Auch das Konzept hinter „Gryningsvisor“ weiß durchaus zu beeindrucken: Während der erste Teil des Albums in ein tendenziell eher ruhiges Klangkostüm gehüllt ist, nimmt die zweite Hälfte in in Teilen dann doch mehr an Fahrt auf, hält dabei jedoch unablässig an der Grundstimmung der Platte fest. So setzen „As The Northern Wind Cries“ oder „Grey“ dank frostiger Riffs und rauem Sound phasenweise deutliche Black Metal-Akzente, bewegen sich aber nur selten über OFDRYKKJAs selbstgesteckte Genregrenzen hinaus. Angesichts dieser strukturellen Ausrichtung wird deutlich, dass „Gryningsvisor“ nicht einfach nur eine gute Stunde atmosphärischen Black Metal bietet, sondern vielmehr eine Geschichte erzählt, die vielleicht nicht unbedingt durch Worte, dafür aber umso mehr durch den einzigartigen Sound und die ergreifende Authentizität vermittelt wird.
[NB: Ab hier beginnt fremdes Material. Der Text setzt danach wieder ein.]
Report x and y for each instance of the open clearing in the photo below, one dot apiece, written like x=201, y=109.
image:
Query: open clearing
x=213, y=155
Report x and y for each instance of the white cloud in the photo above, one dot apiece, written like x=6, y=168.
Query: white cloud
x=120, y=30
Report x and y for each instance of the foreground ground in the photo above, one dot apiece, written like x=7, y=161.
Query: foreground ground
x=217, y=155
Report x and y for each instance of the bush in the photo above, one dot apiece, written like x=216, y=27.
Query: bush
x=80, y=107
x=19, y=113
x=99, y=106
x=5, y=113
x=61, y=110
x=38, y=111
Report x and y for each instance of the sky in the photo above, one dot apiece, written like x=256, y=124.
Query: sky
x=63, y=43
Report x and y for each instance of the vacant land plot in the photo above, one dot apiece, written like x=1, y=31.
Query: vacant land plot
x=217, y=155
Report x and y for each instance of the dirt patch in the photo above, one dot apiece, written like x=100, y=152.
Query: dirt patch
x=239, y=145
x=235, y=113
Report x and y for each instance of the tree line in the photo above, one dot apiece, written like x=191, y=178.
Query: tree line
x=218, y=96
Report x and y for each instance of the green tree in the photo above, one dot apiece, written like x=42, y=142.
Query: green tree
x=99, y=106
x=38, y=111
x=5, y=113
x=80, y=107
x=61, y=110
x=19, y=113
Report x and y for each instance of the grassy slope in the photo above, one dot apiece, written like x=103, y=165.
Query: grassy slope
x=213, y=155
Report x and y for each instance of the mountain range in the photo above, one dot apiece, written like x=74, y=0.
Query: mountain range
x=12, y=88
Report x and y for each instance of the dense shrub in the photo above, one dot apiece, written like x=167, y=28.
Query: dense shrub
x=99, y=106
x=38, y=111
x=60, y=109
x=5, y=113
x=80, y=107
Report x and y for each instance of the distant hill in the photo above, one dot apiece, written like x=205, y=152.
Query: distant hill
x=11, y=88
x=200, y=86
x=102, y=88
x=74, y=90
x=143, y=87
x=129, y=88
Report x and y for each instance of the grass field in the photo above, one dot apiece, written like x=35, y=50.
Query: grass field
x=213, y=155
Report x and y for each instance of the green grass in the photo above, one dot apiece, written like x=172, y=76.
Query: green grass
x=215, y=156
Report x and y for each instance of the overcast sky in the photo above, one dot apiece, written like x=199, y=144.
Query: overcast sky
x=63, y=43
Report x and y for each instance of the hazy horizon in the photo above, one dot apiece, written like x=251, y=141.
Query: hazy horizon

In der Ruhe liegt die Kraft: OFDRYKKJA strahlen Naturverbundenheit aus

„Gryningsvisor“ – Ehrlicher geht es nicht

Klar, eingefleischte Black Metal-Puristen der alten Schule wird „Gryningsvisor“ – je nach Toleranzgrenze – nur bedingt abholen. Dafür steckt in dem Album dann vielleicht doch ein bisschen zu wenig Old School-Boshaftigkeit. Allerdings öffnet dieser Ansatz gleichzeitig auch Fans anderer Genres Tür und Tor, da OFDRYKKJA nicht nur emotional, sondern auch klanglich ordentlich abliefern. Gerade für die bevorstehenden Wintermonate bietet „Gryningsvisor“ mit seinem in sich gekehrten, aber dennoch facettenreichen Grundkonzept den optimalen Soundtrack für alle, die sich gerne in einem Album voll und ganz verlieren.